Co-op worker Michael Brennan said the boycott isn’t meant to vilify Stamp or the university, but rather to put pressure on the administration to cement a cooperative spot nearby, even if the business is shut down.
“It seems kind of harsh to call for a boycott of the university, but … it’s a tactic to build power in order for a positive outcome to come out of this,” said Brennan, a public policy graduate student. “It’s a way to build power, so that we can make sure that the cooperative’s legacy is preserved on this campus.”
Even in the face of the boycott, Stamp remains firm in its decision to shut down the Co-op by the end of the month, Guenzler-Stevens said.
If the Co-op were able to repay all of its outstanding debt — which it proposed to do in April by paying $2,500 back per month, beginning in September — Guenzler-Stevens said the shop’s flawed financial model would still generate issues. But she added that she does see an eventual possibility for another cooperative to be established, or for the current one to return, at a later date if the financial model is improved.
“I think we continue to hope that the Co-op can honor its past, and think about a future trajectory,” Guenzler-Stevens said.
In other efforts to save the establishment, its workers started a GoFundMe page in March. As of Wednesday night, they had raised over $13,500 toward a $23,500 goal.
About two weeks ago, Brennan said, workers began circulating an open letter to student affairs vice president Linda Clement, asking her to rescind Stamp’s order for the Co-op to vacate its space at the end of the month. So far, 95 faculty members, 88 staff members and 109 graduate students have signed the letter.
The Co-op has a supporter in state Sen. Jim Rosapepe (D-Anne Arundel and Prince George’s), whose district includes this university’s campus. Rosapepe said he has offered up “free advice,” and to put workers in touch with people who could help them put together a sustainable business model.
“It’s got a big problem in the short-run, and a big opportunity in the long-run,” Rosapepe said.
Rosapepe said he is not involved in the boycott, and takes “no position either way.”
The Student Government Association also passed two bills to help keep the Co-op afloat. The first helped fund a celebration for the collective Friday, and the second one was to support discussions between its workers and the administration.

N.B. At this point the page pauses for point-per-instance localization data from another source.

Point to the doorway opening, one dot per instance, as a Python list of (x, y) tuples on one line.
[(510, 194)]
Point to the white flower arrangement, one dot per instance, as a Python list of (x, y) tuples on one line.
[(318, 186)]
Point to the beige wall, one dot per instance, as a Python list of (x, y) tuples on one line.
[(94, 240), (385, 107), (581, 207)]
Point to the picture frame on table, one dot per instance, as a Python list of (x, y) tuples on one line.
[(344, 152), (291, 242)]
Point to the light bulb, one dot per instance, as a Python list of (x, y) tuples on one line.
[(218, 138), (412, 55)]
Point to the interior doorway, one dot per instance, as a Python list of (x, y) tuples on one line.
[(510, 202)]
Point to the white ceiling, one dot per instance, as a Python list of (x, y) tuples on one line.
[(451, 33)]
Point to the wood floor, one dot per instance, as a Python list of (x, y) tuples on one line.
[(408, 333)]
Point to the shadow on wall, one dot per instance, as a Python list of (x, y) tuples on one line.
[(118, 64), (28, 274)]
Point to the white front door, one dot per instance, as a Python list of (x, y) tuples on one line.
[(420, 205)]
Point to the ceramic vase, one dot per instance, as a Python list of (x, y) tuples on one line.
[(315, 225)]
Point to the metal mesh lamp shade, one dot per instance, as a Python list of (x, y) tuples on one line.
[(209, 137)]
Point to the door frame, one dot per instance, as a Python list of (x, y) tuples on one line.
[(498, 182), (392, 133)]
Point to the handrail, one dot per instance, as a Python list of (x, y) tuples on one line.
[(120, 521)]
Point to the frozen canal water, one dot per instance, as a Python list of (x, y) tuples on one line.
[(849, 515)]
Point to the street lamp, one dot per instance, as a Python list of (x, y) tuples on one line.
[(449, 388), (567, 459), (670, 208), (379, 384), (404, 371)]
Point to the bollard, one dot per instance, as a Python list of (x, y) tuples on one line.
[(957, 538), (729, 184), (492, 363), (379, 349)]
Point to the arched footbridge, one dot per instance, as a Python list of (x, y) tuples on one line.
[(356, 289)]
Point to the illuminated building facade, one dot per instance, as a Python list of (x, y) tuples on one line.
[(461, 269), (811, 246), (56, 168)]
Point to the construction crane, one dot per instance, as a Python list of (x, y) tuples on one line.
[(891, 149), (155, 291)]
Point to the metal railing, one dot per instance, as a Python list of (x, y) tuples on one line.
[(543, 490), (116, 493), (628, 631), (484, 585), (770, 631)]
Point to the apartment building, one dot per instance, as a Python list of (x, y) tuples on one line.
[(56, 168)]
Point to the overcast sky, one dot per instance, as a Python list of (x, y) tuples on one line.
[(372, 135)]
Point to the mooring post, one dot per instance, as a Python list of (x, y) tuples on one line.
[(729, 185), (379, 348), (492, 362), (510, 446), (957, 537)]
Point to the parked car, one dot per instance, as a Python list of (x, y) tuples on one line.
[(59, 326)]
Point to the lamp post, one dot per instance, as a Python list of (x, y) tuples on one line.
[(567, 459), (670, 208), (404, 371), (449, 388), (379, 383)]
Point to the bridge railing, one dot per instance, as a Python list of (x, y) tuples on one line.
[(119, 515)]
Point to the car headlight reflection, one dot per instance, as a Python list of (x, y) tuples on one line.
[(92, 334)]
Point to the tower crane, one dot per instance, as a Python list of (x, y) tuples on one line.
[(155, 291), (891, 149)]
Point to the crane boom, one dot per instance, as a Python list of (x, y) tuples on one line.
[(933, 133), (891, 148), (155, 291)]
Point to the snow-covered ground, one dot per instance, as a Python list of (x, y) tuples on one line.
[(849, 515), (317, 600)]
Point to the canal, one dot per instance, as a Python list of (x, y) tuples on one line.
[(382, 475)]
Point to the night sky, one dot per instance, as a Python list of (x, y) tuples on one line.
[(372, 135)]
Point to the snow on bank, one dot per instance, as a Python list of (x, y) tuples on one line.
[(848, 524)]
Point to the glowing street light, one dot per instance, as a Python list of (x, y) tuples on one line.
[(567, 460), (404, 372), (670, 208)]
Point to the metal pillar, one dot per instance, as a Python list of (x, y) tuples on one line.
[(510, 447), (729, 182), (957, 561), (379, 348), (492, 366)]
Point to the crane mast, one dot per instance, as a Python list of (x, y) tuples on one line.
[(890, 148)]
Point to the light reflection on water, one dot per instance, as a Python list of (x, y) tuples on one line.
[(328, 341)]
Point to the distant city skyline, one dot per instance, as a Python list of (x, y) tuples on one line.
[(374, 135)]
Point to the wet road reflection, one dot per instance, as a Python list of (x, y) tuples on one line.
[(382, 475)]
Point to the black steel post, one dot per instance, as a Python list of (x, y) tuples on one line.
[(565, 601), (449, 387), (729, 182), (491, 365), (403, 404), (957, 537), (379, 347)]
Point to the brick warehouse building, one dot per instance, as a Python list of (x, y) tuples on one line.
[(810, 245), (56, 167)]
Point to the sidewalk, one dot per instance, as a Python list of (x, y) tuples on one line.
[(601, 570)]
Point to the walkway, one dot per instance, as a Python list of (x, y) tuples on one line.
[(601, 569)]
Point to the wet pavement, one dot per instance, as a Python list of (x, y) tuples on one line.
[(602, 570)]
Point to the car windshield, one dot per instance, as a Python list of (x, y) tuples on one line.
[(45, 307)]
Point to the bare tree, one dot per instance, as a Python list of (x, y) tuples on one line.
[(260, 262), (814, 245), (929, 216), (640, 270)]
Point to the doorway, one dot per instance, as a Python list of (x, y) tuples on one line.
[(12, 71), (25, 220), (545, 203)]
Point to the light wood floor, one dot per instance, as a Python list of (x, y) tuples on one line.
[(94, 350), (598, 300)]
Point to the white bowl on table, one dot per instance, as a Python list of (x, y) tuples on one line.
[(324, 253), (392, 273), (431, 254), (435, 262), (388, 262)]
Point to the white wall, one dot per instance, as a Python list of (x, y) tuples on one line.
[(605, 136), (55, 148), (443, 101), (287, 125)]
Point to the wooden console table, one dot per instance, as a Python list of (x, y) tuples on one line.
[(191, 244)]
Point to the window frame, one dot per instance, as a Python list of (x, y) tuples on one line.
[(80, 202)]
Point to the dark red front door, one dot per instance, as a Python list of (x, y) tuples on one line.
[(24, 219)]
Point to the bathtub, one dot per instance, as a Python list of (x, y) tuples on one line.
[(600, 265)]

Even though Tuesday was the last day of the student government’s legislative session, outgoing SGA sustainability director Amelia Avis wants representatives to continue fulfilling the latter bill’s purpose by reaching out to contacts throughout the university.
“If they signed this bill and they’re not doing anything, then it’s all fake,” said Avis, a senior government and politics major. “I’m seeing inaction after they’ve promised action, and that’s why people don’t trust the SGA on this campus.”
Ultimately, Brennan said he hopes the boycott will mobilize the campus community to save the collective — a place he’s worked at since August 2018, and for which he said he will continue to fight for, even after graduating next year.
“Fundamentally, the way to move forward with the university is not to pay off the debt to them,” Brennan said. “It’s to make the argument that we are viable and that our community believes we’re viable.”